Nessuno si aspettava che l’abolizione dei voucher fosse sincera. Ma i nuovi voucher che non sono più voucher sono – se possibile – ancora peggiori dei vecchi voucher. In pratica sono una forma di contratto di lavoro in più, alternativo a forme di retribuzioni più tutelate: valgono minimo 9 euro, ma per cifre in più sono totalmente trattabili; si possono comprare sul sito dell’INPS, ma se il lavoro non viene svolto entro 3 giorni, si può bloccare il pagamento (cioè si può retribuire il lavoratore in nero, e poi dichiarare che il lavoro è stato revocato); e siccome il pagamento “regolare” dovrebbe avvenire entro il 15 del mese successivo (chissà perché), è probabile che il lavoratore incassi subito il suo gruzzoletto al nero e questione finita; con i nuovi voucher si può retribuire qualsiasi mansione, anche complessa e con l’uso di macchinari pericolosi, figuriamoci quanto adatti a lavoratori occasionali; i nuovi voucher avranno (teoricamente) come limite 5.000 euro l’anno per lavoratore, 2.500 dallo stesso committente. Una nuova pacchia per le imprese.

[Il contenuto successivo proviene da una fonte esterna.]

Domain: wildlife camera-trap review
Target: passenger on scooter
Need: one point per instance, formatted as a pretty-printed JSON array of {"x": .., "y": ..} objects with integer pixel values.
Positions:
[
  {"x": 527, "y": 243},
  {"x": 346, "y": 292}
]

La Cgil ha affrontato il problema con una manifestazione a Roma e con il consueto stile “istituzionale”: protesta per il referendum invalidato dall’abolizione dei vecchi voucher, etc. Senonché il ripristino dei voucher non è semplicemente “uno schiaffo alla democrazia”, è molto di più. La reazione contro i nuovi voucher è sacrosanta, ma manca di una valutazione globale e di una lotta contro tutte le forme di precarietà, ormai tali e tante da aver spalancato le porte a qualsiasi abuso. Non si può fare dei nuovi voucher soltanto una parola d’ordine, come lo è stata un tempo l’articolo 18 dello Statuto dei Lavoratori. Al punto in cui siamo, significherebbe deludere gravemente ancora una volta chi ha partecipato alla protesta, confidando che si facesse – almeno stavolta – sul serio.